The technology has been refined to include various opsins, allowing for activation or silencing with different colors of light, such as green, yellow, or red light. For example, halorhodopsin and archaerhodopsin can silence neurons by pumping chloride ions into or protons out of cells when exposed to green or yellow light. This versatility in light control enables scientists to study how different types of neurons contribute to complex brain functions.
The Boyden lab has played a significant role in distributing these optogenetic tools globally, fostering their widespread adoption in neuroscience, which has accelerated the study of neural circuits and their involvement in brain disorders. Continued systematic screening of genomes for new light-activated proteins and mutagenesis of existing opsins enhance optogenetic experiments, yielding more light-sensitive molecules with novel spectral characteristics.
Seeing the Unseen with Expansion Microscopy
Another technology developed by the Boyden lab is Expansion Microscopy (ExM), which addresses the challenge of visualizing biological structures at nanoscale resolution using conventional microscopes. Traditional light microscopy faces a physical limit, the diffraction limit, preventing observation of objects closer than approximately 300 nanometers. ExM overcomes this by physically enlarging the biological sample itself.
The process of ExM involves embedding fixed biological specimens, such as brain tissue, into a dense, swellable polymer hydrogel, often made of sodium polyacrylate. Key biomolecules within the sample, like proteins and nucleic acids, are chemically anchored to this polymer network. After anchoring and polymerization, the sample is mechanically homogenized, and then water is added.
The hydrogel then absorbs water and swells isotropically, expanding the embedded tissue typically around 4.5 times in linear dimension, or up to 10 times in advanced versions. This enlargement separates molecules and structures, allowing structures as small as 70 nanometers to become visible and distinct using widely available conventional fluorescence microscopes.
Expansion microscopy offers advantages including the preservation of molecular information within the expanded sample. The expanded specimens are optically clear, allowing for imaging of thicker samples. This technique aids in the detailed mapping of synapses, cells, and circuits across different species, including fruit flies, mice, non-human primates, and humans.
Impact Across Neuroscience and Beyond
The innovations from the Ed Boyden lab, particularly optogenetics and expansion microscopy, have advanced neuroscience research. These tools provide insights into how the brain functions, develops, and contributes to disease states. By enabling precise control of neural activity and ultra-high-resolution imaging of biological structures, they facilitate new discoveries.
The adoption of these technologies has led to a deeper understanding of neural circuits and their roles in various behaviors and cognitive processes. For instance, optogenetics has been used to investigate how specific cell types contribute to brain functions and disorders, leading to the causal assessment of neuronal roles within circuits. This has helped link cellular mechanisms to system-level phenomena.
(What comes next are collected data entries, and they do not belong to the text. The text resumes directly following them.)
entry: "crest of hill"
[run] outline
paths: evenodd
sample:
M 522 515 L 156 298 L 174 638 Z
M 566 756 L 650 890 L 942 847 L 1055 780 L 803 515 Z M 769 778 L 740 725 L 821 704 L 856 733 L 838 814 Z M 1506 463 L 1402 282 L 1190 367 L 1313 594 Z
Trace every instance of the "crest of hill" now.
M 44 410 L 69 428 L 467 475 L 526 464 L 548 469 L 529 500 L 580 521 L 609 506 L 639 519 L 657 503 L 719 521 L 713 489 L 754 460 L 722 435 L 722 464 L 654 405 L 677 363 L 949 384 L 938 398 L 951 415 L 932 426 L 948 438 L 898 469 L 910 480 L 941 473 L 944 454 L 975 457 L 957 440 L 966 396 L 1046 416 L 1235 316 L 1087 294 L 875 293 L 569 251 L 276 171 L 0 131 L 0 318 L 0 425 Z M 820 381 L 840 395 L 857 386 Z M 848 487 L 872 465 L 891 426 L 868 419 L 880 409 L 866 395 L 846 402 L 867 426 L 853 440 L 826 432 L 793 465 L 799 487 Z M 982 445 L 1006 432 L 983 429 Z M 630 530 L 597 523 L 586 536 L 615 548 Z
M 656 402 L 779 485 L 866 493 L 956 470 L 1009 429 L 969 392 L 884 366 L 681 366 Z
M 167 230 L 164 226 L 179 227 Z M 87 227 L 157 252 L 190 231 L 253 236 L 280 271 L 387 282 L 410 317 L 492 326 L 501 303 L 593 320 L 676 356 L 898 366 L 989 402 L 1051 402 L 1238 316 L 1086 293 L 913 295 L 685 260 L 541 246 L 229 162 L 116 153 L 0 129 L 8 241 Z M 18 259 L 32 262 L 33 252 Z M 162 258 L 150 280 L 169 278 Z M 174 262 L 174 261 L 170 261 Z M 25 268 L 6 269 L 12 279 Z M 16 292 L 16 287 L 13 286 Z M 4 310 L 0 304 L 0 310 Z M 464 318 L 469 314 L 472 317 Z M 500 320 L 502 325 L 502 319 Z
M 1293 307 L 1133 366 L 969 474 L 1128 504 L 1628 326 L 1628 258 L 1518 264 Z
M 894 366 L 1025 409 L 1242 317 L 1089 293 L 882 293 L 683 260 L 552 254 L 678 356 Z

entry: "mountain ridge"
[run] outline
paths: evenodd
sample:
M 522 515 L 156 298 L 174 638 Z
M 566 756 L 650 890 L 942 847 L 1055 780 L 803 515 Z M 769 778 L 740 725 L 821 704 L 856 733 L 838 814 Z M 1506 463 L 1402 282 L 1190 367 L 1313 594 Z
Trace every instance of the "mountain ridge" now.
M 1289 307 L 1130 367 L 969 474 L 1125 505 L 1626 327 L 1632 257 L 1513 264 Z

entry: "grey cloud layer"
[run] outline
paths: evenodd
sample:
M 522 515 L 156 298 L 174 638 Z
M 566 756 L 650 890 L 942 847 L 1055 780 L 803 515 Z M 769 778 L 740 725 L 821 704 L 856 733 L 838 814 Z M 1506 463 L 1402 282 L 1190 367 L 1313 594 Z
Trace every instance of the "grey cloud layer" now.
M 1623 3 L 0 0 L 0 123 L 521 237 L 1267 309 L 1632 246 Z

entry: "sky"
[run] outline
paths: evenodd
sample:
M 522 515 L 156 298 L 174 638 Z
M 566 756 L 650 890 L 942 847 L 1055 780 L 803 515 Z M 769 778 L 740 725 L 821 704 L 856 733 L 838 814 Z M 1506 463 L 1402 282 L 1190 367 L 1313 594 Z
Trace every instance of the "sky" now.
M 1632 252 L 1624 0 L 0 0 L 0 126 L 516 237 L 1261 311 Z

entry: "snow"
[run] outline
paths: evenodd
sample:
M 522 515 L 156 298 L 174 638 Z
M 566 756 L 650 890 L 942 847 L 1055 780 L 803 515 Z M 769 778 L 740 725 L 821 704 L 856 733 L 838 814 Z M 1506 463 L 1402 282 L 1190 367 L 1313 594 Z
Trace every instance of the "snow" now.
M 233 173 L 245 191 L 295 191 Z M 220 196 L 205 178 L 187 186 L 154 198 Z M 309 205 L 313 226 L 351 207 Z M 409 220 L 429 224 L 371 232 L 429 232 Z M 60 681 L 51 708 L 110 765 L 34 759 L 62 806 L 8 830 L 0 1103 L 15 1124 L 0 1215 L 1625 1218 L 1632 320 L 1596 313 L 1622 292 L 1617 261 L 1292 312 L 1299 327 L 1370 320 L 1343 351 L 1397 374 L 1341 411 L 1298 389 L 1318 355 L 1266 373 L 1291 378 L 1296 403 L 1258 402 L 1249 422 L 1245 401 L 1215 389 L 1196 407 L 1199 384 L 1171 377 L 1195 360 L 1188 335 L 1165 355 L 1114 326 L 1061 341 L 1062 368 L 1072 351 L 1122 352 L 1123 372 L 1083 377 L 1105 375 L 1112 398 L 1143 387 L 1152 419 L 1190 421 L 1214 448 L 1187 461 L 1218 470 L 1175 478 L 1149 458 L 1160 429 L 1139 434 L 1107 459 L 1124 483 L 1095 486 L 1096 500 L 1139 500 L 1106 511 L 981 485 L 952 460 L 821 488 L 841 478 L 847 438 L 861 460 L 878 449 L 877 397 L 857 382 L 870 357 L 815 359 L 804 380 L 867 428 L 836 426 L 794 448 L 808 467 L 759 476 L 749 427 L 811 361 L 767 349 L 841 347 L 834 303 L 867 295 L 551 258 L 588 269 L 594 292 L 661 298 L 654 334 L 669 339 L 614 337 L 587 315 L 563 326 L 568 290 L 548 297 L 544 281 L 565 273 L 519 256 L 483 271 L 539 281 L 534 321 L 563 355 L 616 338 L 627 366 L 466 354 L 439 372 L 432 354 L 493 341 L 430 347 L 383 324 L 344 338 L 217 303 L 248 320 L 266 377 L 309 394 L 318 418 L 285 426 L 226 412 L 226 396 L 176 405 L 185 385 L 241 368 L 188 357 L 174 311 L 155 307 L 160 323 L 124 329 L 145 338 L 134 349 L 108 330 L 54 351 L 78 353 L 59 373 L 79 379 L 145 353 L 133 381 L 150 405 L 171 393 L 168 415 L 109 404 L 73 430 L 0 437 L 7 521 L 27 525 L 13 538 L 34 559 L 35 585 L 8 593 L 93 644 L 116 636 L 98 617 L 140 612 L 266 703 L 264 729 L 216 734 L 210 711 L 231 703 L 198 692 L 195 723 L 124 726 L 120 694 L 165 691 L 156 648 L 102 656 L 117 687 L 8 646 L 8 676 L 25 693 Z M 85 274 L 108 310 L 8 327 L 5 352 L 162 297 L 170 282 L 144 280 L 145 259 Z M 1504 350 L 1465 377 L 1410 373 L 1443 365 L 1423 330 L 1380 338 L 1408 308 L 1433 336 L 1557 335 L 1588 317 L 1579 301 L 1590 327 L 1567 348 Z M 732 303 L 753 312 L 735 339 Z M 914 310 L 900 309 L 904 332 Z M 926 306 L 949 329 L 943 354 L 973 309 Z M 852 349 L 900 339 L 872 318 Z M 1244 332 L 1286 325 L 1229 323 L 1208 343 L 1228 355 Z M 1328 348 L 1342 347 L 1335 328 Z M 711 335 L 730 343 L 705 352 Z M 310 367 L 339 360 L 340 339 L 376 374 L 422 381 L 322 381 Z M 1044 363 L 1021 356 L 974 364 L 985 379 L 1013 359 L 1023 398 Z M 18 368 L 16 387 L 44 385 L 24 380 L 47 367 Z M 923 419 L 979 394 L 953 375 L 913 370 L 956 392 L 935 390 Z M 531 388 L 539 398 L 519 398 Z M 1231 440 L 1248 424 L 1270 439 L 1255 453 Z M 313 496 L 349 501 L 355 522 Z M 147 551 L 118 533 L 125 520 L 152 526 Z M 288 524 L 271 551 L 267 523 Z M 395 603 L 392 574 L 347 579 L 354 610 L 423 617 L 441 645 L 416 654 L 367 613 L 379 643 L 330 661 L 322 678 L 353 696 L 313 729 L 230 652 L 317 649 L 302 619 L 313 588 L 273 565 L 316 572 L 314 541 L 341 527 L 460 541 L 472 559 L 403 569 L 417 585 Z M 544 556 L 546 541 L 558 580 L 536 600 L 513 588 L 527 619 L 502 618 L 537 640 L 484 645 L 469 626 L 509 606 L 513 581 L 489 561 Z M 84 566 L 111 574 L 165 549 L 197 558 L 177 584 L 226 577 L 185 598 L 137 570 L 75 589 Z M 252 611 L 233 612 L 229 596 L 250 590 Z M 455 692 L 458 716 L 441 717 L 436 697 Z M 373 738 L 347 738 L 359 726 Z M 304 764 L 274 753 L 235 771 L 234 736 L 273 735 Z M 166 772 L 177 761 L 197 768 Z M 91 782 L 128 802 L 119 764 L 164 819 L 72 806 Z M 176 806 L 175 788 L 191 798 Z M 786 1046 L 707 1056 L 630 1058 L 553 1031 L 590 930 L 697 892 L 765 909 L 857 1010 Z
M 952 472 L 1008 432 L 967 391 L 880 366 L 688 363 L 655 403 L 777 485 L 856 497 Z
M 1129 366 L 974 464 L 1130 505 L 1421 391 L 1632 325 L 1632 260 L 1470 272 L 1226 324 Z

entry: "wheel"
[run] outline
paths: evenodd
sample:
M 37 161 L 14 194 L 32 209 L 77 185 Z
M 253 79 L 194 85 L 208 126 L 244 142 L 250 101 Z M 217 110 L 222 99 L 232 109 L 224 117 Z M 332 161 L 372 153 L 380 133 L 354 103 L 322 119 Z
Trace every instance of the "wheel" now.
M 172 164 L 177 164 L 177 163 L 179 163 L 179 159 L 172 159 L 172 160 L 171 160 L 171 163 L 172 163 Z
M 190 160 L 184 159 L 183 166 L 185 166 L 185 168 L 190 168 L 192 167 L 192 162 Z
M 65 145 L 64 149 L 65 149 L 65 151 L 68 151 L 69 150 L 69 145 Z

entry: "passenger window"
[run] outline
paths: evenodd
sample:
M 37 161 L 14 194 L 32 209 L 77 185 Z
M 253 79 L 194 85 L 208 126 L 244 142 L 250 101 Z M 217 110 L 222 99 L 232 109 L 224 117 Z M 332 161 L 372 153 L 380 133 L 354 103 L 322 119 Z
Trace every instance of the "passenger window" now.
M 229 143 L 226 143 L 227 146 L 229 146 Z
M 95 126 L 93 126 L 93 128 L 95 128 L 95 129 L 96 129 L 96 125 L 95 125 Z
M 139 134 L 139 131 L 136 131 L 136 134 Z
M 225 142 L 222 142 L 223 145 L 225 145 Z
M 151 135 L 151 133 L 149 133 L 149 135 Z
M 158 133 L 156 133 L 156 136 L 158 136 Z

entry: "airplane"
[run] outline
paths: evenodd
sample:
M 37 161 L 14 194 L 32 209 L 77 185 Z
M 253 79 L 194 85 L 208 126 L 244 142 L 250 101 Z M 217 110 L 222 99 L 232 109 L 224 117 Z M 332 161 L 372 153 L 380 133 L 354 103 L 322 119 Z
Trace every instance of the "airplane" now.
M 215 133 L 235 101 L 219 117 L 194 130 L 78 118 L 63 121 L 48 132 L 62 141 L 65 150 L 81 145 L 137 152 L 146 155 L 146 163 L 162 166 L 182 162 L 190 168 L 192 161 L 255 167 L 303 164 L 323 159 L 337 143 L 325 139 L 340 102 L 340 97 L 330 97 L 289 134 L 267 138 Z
The lab’s work also contributes to developing new diagnostic methods and therapeutic strategies for neurological and psychiatric disorders. The insights gained from these tools can inform treatment development. For example, optogenetics was used in mice models of Alzheimer’s disease to trigger specific brain waves, leading to a reduction in amyloid plaques, a finding now explored in human trials using non-optogenetic methods.
The interdisciplinary nature of the Boyden lab’s approach, combining neurobiology, chemistry, engineering, and computer science, has fostered a global community of researchers utilizing these tools. Their innovations advance fundamental biological understanding and are applied across diverse fields beyond neuroscience, including kidney disease, plant biology, and virology. This widespread use highlights their impact on biological analysis and repair.